3. Answer all questions posed in Section 3. Append the following to your answers:
   (a) Plots and Graphs.
   (b) Tables.
   (c) Figures.
4. Python Code
   (a) Python code for the problem
   (b) Document your code.

Brief summary of assessment requirements

Assessment goal: Design, implement and evaluate a feedforward neural network in Python/PyTorch to perform multiclass classification of handwritten digits (0–9) using the MNIST dataset. The task tests understanding of data preprocessing, network architecture, training, tuning, evaluation, and reporting.
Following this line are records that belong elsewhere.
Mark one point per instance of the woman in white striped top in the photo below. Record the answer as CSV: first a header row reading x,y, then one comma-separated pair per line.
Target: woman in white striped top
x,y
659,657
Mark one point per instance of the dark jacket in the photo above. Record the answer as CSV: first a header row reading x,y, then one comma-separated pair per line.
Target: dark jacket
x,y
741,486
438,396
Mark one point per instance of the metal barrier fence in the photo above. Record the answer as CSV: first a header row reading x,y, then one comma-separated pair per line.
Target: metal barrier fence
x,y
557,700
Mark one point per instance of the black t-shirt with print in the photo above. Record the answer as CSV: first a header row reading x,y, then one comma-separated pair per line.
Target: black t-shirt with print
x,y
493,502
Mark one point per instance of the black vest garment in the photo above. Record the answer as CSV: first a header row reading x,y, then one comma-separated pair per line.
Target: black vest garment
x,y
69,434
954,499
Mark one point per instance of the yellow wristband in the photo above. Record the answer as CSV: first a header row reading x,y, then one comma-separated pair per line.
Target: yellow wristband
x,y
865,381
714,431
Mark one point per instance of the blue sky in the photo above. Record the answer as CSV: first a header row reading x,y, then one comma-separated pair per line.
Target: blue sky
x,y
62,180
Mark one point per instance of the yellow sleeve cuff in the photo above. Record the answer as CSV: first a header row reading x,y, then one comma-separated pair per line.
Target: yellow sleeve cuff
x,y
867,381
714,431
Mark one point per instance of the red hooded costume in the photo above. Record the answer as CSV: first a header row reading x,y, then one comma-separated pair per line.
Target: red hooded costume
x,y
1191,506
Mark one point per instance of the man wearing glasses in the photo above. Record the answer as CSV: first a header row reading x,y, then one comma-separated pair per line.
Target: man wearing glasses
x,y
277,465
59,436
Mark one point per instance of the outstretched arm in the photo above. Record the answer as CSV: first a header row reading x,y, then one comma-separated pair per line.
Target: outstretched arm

Key deliverables & constraints

• Use the MNIST dataset: 60,000 training images and 10,000 test images (28×28 grayscale).
• Preprocess: normalize pixel values (0–1) and reshape each image to a 1D vector of 784 features.
• Build a feedforward neural network with:
  • Input layer: 784 units
  • 1–2 hidden layers with 128 or 256 neurons each (ReLU activation)
  • Output layer: 10 units (use softmax for evaluation)
• Training setup:
  • Loss: sparse categorical cross-entropy (appropriate integer-label loss)
  • Optimizer: Adam
  • Epochs: 10–15, batch size: 32
  • Validation split: 20% of training data
• Evaluation: report test accuracy and include plots of training/validation loss and accuracy.
• Report requirements: include problem statement, assumptions, code (documented), plots/tables, and filename format.
• Discuss architecture choices, overfitting/underfitting analysis, and any improvements tried (dropout, batch norm, regularization).